2012-2013 Public Lecture Series


 Gail Kligman

  Collectivization and the Restratification of Everyday Life in Romania, 1949-1962”

 4:00 p.m., Monday, 6 May 2013, Auditorium

In largely agrarian countries like the Soviet Union, Bulgaria, and Romania, the collectivization of agriculture was the first mass action through which the new communist regime initiated its radical program of social, political, cultural, and economic transformation. Collectivization in Romania affected twelve million of the country’s sixteen million inhabitants. This talk presents a snapshot of various effects of collectivization on everyday life, exploring the transformation of social organization and hierarchies of social relations that resulted from this process. Especially significant were changes in gender roles and generational expectations. The bureaucratization of work transformed daily practice, along with the personhood ideals associated with it. And the Party’s institutionalization brought the political center directly into village life, thereby shaping the politicization of the rural world.

This talk is drawn from Peasants Under Siege: The Collectivization of Romanian Agriculture, 1949-1962 (co-authored with Professor Katherine Verdery; PUP 2011).

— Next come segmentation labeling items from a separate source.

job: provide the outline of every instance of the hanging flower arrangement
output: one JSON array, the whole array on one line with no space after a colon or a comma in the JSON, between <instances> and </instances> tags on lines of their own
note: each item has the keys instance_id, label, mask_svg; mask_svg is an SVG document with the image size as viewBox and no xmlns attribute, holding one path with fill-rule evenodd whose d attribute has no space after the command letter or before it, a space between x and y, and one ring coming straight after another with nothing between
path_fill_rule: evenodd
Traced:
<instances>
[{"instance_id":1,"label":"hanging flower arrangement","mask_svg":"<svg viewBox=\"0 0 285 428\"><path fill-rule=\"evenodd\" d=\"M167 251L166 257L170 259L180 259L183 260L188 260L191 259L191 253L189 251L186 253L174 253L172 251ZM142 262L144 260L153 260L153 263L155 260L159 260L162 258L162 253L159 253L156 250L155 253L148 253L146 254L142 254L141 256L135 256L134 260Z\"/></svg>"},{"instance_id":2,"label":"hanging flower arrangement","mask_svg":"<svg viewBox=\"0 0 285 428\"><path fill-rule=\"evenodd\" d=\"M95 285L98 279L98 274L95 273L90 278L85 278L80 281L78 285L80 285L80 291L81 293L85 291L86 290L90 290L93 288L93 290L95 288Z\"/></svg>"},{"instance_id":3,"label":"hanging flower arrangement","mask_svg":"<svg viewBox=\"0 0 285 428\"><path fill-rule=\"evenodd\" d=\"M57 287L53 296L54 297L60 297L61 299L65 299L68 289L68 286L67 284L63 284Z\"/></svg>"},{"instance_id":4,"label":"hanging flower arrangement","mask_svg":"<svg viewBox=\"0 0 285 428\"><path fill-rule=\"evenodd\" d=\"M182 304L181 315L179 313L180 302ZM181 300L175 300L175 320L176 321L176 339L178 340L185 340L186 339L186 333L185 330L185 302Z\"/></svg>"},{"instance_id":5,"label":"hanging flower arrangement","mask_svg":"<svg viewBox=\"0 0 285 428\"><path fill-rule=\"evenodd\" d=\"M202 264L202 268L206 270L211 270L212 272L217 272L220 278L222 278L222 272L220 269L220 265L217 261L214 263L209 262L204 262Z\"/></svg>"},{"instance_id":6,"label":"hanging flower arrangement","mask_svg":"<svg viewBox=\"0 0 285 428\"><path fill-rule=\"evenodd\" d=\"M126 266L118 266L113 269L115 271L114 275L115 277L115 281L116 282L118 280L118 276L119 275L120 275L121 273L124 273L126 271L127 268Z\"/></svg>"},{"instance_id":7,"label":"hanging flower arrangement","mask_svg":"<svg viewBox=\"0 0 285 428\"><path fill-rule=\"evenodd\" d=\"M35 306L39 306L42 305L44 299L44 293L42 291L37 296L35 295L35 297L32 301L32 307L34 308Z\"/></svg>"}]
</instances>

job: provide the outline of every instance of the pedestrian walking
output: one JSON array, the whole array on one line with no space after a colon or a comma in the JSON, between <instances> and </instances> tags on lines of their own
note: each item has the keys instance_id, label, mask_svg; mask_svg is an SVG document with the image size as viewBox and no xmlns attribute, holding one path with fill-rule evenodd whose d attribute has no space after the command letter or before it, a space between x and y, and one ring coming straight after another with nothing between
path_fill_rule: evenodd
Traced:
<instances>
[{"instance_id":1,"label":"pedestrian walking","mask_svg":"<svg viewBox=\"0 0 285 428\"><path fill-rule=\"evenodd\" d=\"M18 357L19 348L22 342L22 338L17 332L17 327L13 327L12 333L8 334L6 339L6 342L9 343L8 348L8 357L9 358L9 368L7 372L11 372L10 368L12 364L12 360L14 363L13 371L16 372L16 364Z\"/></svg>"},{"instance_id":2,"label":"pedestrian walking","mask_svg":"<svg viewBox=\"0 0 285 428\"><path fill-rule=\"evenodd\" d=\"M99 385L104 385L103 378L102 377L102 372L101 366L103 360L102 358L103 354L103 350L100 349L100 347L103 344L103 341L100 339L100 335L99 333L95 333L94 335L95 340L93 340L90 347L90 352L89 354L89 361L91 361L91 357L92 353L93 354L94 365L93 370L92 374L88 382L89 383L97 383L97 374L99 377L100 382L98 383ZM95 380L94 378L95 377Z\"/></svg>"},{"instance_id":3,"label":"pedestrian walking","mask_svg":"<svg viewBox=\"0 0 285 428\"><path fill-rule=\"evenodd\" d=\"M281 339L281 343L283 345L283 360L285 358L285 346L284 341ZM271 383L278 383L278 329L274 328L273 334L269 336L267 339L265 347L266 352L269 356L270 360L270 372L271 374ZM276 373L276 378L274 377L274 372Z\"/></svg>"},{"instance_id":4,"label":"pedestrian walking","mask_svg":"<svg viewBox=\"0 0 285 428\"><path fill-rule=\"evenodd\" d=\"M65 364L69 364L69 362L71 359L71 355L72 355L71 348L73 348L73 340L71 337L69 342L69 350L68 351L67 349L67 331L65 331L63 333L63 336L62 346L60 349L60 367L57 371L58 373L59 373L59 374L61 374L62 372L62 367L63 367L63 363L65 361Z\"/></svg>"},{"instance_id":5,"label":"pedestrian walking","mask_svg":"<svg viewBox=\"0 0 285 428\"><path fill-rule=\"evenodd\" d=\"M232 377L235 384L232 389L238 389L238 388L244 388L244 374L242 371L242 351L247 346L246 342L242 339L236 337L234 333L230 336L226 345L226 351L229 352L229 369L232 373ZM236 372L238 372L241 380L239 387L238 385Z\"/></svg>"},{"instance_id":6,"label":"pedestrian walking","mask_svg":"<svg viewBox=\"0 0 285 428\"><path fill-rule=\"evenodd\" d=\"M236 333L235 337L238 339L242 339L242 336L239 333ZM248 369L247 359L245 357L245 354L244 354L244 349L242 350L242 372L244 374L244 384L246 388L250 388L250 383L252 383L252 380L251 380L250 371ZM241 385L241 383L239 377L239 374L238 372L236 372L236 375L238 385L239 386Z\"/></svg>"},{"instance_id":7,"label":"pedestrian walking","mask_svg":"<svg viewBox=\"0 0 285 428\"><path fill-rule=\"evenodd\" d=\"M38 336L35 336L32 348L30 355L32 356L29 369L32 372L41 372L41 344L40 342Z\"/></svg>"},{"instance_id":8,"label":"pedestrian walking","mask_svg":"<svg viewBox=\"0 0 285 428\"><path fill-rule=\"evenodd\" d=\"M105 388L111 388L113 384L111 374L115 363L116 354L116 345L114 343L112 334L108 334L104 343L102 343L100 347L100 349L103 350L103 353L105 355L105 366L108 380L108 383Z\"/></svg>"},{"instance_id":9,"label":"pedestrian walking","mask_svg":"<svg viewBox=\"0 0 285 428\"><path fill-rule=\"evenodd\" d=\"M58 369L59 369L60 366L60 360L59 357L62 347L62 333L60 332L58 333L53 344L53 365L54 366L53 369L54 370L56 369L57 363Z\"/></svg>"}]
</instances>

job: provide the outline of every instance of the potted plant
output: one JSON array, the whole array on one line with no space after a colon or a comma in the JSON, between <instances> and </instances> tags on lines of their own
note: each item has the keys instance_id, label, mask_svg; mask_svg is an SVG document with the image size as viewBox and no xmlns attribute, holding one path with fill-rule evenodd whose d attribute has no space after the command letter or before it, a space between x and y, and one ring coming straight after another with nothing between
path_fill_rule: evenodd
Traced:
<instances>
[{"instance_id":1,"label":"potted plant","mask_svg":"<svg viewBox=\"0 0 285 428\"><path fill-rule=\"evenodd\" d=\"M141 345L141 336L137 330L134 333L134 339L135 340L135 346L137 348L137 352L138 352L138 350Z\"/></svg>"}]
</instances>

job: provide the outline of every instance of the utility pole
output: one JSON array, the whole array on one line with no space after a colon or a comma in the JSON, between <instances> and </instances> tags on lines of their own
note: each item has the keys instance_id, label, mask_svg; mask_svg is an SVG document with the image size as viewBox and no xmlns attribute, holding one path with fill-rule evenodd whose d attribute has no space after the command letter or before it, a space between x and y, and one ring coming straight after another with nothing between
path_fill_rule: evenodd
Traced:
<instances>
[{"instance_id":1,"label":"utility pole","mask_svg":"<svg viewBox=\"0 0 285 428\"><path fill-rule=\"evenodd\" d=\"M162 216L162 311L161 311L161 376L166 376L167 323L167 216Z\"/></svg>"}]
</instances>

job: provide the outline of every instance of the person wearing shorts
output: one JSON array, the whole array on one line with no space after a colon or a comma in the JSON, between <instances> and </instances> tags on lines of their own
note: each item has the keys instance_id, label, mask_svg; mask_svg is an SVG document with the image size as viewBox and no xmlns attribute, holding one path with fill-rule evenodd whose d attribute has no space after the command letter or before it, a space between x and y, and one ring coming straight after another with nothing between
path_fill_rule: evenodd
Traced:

Peasants Under Siege is the recipient of the following awards:

From the Association for Slavic, East European, and Eurasian Studies, 2012:

Best Book:

--The Barbara Jelavich Prize for Distinguished Monograph;

--The Davis Center (Harvard University) Book Prize in Political and Social Studies,

From the Association for Women in Slavic Studies, 2012:

--The Heldt Prize for Best Book by a woman in Slavic, East European, or Eurasian Studies,

Honorable Mentions:

From the ASA, 2012:

--The Barrington Moore Best Book Award in Comparative-Historical Sociology,

--Best Book Award, Political Sociology Section

From the Association for Slavic, East European, and Eurasian Studies, 2012:

--The Wayne S. Vucinich Book Prize, 2012

Gail Kligman is a professor of sociology at UCLA and director of the UCLA Center for European and Eurasian Studies. Her research explores the interrelationships between politics, policy, culture, and gender in socialist and postsocialist Romania, and in postsocialist Central East Europe. The intellectual interests that have informed her work are comparative, historical, and interdisciplinary; methodologically, she has done qualitative, ethnographic, and archival research. Prof. Kligman is the author of a number of books, including  The Wedding of the Dead:  Ritual, Poetics, and Popular Culture in Transylvania (UC Press, 1988); The Politics of Duplicity: Controlling Reproduction in Ceausescu’s Romania (UC Press, 1998) and The Politics of Gender after Socialism: A Comparative Historical Essay, co-authored with Prof. Susan Gal (Princeton University Press, 2000).